Free Speech: Ten Principles for a Connected World

Event date
16 May 2017
Event time
17:00
Oxford week
Venue
Leonard Wolfson Auditorium Wolfson College
Speaker(s)
Timothy Garton Ash
In this keynote lecture, leading political writer Timothy Garton Ash will present his ten guiding principles for a connected world, and offer a manifesto for global free speech in the digital age. Drawing on a lifetime of writing about dictatorships and dissidents, Oxford Professor of European Studies Timothy Garton Ash will argue that we are currently experiencing an unprecedented era in human history for freedom of expression.

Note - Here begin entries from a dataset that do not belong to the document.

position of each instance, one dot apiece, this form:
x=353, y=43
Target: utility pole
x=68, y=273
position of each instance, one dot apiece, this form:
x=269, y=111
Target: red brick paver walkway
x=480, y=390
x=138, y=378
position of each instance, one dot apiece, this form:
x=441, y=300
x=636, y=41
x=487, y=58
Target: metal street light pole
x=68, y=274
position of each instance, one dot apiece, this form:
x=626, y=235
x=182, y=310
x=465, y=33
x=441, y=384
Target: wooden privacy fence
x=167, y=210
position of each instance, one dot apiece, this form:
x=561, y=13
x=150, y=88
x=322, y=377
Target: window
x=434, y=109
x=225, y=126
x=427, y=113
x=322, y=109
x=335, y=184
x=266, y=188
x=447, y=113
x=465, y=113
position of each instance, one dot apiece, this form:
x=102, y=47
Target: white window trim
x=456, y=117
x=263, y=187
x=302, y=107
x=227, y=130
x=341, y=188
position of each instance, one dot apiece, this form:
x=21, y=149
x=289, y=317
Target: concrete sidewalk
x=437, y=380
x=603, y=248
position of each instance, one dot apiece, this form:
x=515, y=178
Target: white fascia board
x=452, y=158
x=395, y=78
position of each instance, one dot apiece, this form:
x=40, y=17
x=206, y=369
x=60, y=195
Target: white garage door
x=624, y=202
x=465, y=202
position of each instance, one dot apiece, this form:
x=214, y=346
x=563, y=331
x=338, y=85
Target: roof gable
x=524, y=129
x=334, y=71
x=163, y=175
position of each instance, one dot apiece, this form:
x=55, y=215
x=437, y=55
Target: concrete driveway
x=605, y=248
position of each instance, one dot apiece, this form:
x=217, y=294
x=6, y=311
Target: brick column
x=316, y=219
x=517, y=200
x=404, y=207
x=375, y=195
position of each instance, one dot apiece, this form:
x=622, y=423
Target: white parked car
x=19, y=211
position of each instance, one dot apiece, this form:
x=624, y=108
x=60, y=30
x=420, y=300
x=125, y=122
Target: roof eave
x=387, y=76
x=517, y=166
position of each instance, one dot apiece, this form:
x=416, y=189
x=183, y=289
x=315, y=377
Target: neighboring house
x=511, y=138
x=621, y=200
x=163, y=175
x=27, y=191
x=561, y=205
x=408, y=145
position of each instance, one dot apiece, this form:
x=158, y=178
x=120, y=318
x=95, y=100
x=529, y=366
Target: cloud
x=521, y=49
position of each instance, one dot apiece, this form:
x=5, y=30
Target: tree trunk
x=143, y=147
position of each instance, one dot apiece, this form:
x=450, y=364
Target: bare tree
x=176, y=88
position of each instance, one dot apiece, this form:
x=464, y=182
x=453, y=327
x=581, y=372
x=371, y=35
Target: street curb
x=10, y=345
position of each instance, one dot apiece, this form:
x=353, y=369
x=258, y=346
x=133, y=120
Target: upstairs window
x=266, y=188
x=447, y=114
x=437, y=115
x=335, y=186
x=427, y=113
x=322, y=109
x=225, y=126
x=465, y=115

If we have internet access, any one of us can publish almost anything we like, potentially reaching an audience of millions. Never was there a time when the evils of unlimited speech flowed so easily across frontiers: violent intimidation, gross violations of privacy, tidal waves of abuse. A pastor burns a Koran in Florida and UN officials die in Afghanistan. In this connected world that he calls cosmopolis, the way to combine freedom and diversity is to have more but also better free speech. Across all cultural divides, we must strive to agree on how we disagree. Professor Garton Ash will draw on a unique, thirteen-language global conversation and online research project, freespeechdebate.com, alongside his latest book, Free Speech, to present his ten principles for a connected world. He will illustrate his talk with vivid examples from his personal experience of China's Orwellian censorship apparatus, to the controversy around Charlie Hebdo, to a very English court case involving food writer Nigella Lawson, and propose a framework for civilized conflict in a world in which we are all becoming neighbours. Download and listen to Timothy Garton Ash's free speech podcasts on the BBC Timothy Garton Ash is Isaiah Berlin Professorial Fellow at St. Antony’s College, University of Oxford; Senior Fellow at the Hoover Institution, Stanford University; and a regular contributor to the New York Review of Books and the Guardian. He is the winner of the 2017 Charlemagne Prize and has won the Orwell Prize for Journalism.